# HOLY CRAP!



## Cush (Apr 28, 2007)

so tonight two of my friends and i were in a park drinking and carrying on when 2 cop cars roll up. we bolt. and we run up this dirt road. the cops follow us and we're sprinting. we see this weird building up ahead so we sprint towards it. we hop the fence and realize that for some reason it's a tomb. we're not in a graveyard. or a cemetary.
but there's a tomb.
so we hide in the tomb. and we see the lights shining all around us but they cant see us because of our excellent hiding spot. and we got away.

long story short?

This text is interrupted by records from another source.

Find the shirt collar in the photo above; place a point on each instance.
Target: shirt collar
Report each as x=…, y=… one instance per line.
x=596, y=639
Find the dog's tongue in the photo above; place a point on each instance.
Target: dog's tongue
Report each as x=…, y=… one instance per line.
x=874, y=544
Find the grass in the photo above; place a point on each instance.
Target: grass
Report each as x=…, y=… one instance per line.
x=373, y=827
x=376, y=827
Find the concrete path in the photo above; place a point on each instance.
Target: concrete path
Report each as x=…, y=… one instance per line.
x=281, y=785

I RAN FROM THE COPS AND BROKE INTO A TOMB TO HIDE OUT!! I THINK THAT'S AWESOME!


----------



## Doobie_D (Apr 28, 2007)

thats a once in a life time event


----------



## blackmatter (Apr 28, 2007)

cloke and dagger shit yo hehe


----------



## CaseyCatastrophe (Apr 28, 2007)

*Cush wrote:*


> I RAN FROM THE COPS AND BROKE INTO A TOMB TO HIDE OUT!! I THINK THAT'S AWESOME!



Well, I'd say so. I'm going to have to one-up that before I die.


----------



## Hoghead Bob (Apr 29, 2007)

WOAH! A tomb in the middle of nowere!? Thats crazy!


----------



## Bendixontherails (Apr 29, 2007)

man, TL's gettin all Edgar Allen Poe on us.B) 

you didn't also murder someone, and then your girlfriend dissapear, though right?


----------



## chickenbone (Apr 29, 2007)

mad props! 

cush: 1 

pigs: 0

FATALITY!!!


----------



## Cush (Apr 29, 2007)

*Bendixontherails wrote:*


> man, TL's gettin all Edgar Allen Poe on us.B)
> 
> you didn't also murder someone, and then your girlfriend dissapear, though right?



let's just say the tomb has +1 inhabitant after last night MWUAHAHAHAHAHHAHAAHA


----------



## Hobo Mud (Apr 9, 2018)

*I never get sick of reading the stories on STP. Lol! What a story........*


----------